Supersymmetric Higgs Singlet Effects on B-Meson FCNC Observables at Large tan(beta)

TL;DR

This paper investigates how singlet Higgs bosons in supersymmetric models can significantly influence B-meson FCNC processes at large tan(beta), with potential enhancements or suppressions of decay rates compared to the Standard Model.

Contribution

It demonstrates the impact of singlet Higgs bosons on B-meson FCNC observables at large tan(beta) using an effective Lagrangian approach, highlighting possible large deviations from Standard Model predictions.

Findings

Branching ratio for B_s→μ+μ− can be enhanced or suppressed by over an order of magnitude.

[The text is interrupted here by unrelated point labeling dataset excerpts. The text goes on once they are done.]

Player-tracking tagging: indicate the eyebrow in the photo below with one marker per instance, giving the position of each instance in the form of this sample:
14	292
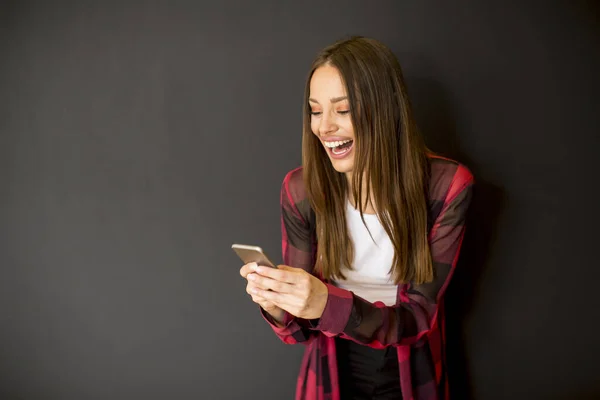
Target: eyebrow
333	100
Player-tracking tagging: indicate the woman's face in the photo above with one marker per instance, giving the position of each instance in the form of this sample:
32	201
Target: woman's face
330	117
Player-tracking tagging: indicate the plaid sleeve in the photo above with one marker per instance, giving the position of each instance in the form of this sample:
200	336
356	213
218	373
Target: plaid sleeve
377	325
298	248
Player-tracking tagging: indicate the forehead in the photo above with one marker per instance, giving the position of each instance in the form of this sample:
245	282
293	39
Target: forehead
326	83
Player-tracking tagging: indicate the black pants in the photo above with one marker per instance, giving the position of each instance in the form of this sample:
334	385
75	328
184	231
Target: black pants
366	373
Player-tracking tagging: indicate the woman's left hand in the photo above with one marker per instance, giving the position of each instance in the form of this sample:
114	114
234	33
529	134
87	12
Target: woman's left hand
293	289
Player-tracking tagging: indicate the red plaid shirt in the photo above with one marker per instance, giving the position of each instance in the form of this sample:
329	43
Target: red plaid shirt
415	325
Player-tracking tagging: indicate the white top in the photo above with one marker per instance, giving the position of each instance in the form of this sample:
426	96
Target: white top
370	277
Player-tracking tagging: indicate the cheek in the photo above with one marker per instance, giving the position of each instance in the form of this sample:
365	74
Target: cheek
314	127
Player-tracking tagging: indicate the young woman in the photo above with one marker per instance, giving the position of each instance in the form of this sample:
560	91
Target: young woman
372	225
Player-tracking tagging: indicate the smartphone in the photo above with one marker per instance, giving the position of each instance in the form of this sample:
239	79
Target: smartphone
250	254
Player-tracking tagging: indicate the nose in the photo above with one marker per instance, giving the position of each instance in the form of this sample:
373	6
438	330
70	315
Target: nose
326	125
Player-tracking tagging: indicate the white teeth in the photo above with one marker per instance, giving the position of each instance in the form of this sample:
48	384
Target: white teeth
336	144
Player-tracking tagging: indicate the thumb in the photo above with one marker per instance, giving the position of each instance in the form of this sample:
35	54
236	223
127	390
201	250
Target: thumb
286	267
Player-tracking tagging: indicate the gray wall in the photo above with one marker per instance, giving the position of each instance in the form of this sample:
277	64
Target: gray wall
138	141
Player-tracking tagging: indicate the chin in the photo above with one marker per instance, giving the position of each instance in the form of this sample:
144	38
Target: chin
342	166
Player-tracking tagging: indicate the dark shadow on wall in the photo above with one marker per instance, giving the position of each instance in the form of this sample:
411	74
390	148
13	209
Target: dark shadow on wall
436	119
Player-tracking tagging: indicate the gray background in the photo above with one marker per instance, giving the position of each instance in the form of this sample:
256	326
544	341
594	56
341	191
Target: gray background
139	140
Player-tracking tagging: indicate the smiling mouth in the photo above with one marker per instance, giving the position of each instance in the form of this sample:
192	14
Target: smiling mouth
339	148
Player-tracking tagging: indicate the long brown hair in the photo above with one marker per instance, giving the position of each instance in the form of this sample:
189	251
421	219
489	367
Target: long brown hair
389	152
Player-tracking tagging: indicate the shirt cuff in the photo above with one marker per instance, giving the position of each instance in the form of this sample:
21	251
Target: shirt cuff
282	328
337	311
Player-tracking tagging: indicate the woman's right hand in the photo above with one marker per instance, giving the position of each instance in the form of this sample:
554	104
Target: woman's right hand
275	312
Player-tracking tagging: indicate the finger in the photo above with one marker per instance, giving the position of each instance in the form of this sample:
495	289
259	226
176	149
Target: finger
247	268
292	275
281	300
267	283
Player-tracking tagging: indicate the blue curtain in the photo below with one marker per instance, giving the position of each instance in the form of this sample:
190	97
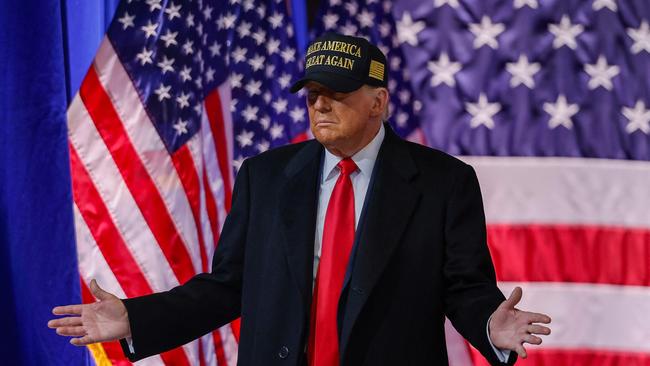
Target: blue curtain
45	49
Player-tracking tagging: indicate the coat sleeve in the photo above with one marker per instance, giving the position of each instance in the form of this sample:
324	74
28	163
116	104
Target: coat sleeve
166	320
470	282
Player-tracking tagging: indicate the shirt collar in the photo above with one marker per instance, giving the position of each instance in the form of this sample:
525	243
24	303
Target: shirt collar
364	158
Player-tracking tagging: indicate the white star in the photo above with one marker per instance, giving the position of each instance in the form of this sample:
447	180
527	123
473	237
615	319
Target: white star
215	49
482	112
236	163
561	112
609	4
257	62
443	70
209	74
235	80
126	20
180	127
163	92
207	13
262	146
288	55
297	114
349	29
641	37
330	20
439	3
280	106
186	73
183	100
276	20
264	122
239	54
366	19
154	4
149	29
259	36
284	80
173	11
166	65
486	32
169	38
518	4
565	33
250	113
272	46
351	7
601	73
144	57
253	87
638	117
245	138
244	29
189	21
385	29
187	47
276	131
407	30
522	72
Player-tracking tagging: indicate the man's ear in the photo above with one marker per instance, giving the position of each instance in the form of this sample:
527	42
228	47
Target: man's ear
380	102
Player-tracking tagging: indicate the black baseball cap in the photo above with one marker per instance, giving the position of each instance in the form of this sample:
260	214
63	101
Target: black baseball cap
343	64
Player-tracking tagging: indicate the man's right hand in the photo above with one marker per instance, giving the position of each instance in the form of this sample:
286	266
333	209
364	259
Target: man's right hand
101	321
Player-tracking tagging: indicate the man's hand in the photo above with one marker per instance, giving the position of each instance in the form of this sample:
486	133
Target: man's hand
510	328
104	320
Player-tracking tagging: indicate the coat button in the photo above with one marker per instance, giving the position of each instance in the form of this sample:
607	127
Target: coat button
284	352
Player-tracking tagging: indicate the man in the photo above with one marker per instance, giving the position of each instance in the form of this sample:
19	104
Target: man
349	249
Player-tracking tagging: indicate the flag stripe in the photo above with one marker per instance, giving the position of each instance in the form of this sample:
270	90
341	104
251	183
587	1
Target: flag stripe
214	110
108	239
136	177
564	190
590	316
123	210
149	147
591	254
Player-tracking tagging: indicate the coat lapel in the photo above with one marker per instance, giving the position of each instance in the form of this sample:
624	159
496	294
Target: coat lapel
392	202
299	203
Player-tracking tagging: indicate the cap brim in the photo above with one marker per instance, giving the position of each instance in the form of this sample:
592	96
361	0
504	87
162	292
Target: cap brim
330	80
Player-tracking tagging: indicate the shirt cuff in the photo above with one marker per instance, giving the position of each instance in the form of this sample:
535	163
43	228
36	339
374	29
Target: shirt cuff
129	342
502	355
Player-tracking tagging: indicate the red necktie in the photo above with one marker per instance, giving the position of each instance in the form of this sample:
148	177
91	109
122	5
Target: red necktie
338	237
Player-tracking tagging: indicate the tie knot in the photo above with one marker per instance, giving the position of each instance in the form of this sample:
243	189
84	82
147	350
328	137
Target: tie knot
347	166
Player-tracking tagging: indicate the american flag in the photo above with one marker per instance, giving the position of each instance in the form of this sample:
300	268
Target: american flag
549	101
179	93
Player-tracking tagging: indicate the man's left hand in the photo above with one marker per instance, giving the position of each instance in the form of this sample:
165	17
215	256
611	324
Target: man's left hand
510	327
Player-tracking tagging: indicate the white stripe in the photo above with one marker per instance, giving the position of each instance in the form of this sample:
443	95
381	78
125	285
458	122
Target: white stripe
564	190
590	316
92	265
112	189
148	145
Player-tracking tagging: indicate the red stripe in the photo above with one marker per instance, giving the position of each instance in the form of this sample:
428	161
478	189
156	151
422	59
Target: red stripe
135	175
300	138
108	239
110	243
182	160
575	357
112	349
554	253
214	109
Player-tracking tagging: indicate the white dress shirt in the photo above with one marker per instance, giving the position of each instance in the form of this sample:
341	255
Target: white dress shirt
365	160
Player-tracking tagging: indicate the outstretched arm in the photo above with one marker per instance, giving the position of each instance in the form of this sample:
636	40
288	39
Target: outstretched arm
101	321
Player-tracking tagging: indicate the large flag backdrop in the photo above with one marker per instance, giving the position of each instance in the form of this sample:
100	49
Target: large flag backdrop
547	99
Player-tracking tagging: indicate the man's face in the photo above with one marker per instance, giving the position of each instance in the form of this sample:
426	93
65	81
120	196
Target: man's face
342	122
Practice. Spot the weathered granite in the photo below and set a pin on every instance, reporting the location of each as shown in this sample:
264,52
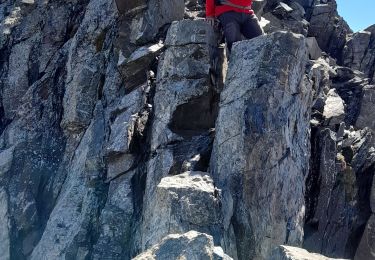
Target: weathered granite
191,245
263,122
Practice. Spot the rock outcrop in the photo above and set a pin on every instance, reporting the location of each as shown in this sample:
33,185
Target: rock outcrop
124,129
261,150
191,245
295,253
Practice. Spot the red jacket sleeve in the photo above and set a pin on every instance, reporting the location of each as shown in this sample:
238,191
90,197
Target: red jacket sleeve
210,8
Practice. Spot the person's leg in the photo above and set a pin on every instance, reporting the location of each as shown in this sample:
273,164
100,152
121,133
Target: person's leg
250,26
231,27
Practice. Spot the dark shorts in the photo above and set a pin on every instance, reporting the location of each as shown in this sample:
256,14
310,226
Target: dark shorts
237,24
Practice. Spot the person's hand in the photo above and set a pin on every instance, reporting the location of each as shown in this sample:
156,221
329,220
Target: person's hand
211,21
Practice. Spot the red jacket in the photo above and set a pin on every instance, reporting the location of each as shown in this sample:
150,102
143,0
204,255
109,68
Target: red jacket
214,11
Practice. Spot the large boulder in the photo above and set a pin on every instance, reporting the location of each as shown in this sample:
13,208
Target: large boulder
366,117
261,150
295,253
358,52
329,29
183,202
191,245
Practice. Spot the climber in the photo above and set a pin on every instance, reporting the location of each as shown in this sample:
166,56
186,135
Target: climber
236,18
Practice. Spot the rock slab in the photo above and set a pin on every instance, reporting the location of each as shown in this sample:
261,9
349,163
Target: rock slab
261,150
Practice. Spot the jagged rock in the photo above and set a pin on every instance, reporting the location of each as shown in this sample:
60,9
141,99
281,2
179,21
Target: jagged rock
366,117
349,85
158,14
131,6
135,68
191,245
314,51
181,203
295,253
282,9
258,6
291,24
328,28
186,32
334,108
355,50
358,52
85,69
115,235
337,192
67,232
183,95
4,226
265,148
366,247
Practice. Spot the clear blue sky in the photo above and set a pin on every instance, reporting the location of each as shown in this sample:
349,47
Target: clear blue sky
359,14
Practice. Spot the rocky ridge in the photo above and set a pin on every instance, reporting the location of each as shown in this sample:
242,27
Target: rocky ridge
124,129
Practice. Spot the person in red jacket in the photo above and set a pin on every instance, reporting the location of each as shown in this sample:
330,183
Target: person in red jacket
236,17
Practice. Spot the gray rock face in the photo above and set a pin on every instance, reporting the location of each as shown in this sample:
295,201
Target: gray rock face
104,105
286,17
4,230
334,111
294,253
271,156
183,202
328,28
191,245
366,117
358,52
180,136
366,247
337,196
67,234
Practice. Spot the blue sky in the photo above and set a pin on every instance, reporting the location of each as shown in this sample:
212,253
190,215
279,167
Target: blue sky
359,14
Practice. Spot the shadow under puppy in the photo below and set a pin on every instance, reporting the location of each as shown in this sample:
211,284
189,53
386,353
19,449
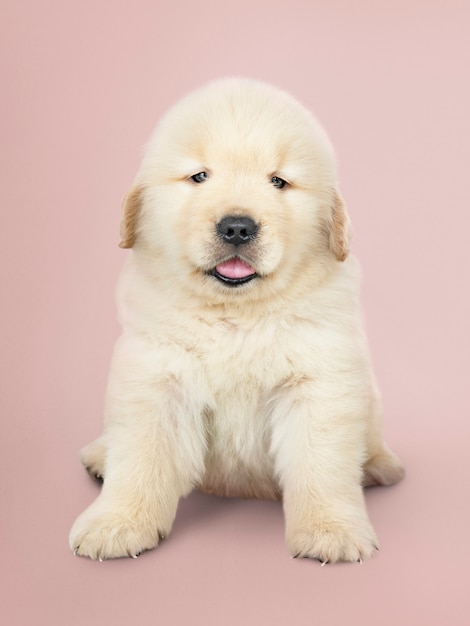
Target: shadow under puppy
243,368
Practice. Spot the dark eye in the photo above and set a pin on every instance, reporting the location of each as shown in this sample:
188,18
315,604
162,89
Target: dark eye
200,177
278,182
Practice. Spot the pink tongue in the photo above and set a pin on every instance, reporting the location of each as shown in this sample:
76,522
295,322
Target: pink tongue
235,268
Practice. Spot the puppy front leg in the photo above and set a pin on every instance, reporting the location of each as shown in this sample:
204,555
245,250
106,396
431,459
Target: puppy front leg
319,448
155,454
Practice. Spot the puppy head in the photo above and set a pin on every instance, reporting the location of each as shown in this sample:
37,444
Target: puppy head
237,194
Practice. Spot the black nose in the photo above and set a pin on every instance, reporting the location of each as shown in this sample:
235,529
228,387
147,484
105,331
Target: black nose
237,230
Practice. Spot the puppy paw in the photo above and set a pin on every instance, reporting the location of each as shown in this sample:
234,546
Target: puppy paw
105,535
384,468
93,457
332,542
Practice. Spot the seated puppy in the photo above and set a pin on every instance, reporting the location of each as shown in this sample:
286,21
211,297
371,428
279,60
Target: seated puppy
243,369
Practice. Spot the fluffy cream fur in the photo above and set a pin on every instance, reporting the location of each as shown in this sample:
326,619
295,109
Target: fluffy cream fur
263,389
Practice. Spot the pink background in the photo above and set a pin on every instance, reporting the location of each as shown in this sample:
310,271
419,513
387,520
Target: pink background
83,84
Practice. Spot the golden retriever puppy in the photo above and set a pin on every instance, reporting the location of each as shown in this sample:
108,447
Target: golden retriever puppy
243,369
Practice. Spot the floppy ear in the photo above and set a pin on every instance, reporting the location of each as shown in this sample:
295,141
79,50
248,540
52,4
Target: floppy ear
130,213
340,228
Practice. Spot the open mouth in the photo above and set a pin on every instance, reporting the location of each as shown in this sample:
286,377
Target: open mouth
234,272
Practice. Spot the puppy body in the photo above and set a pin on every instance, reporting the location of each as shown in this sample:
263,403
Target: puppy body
252,386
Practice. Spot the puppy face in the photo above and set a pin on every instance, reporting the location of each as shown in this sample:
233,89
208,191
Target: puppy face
237,194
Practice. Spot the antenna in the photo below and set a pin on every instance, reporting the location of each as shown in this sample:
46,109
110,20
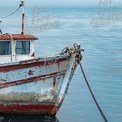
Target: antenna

Singlet Higgs effects are significant at the 1-loop level for tan(beta) ≥ 50.

Results depend on the lightest singlet pseudoscalar mass in the NMSSM.

Abstract

Higgs singlet superfields are usually present in most extensions of the Minimal Supersymmetric Standard Model (MSSM) that address the mu-problem, such as the Next-to-Minimal Supersymmetric Standard Model (NMSSM) and the Minimal Nonminimal Supersymmetric Standard Model (MNSSM). Employing a gauge- and flavour-covariant effective Lagrangian formalism, we show how the singlet Higgs bosons of such theories can have significant contributions to B-meson flavour-changing neutral current (FCNC) observables for large values of $\tan\beta \stackrel{>}{{}_\sim} 50$ at the 1-loop level. Illustrative results are presented including effects on the B_s and B_d mass differences and on the rare decay $B_s\to\mu^+\mu^-$. In particular, we find that depending on the actual value of the lightest singlet pseudoscalar mass in the NMSSM, the branching ratio for $B_s\to\mu^+\mu^-$ can be enhanced or even suppressed with respect to the Standard Model prediction by more than one order of magnitude.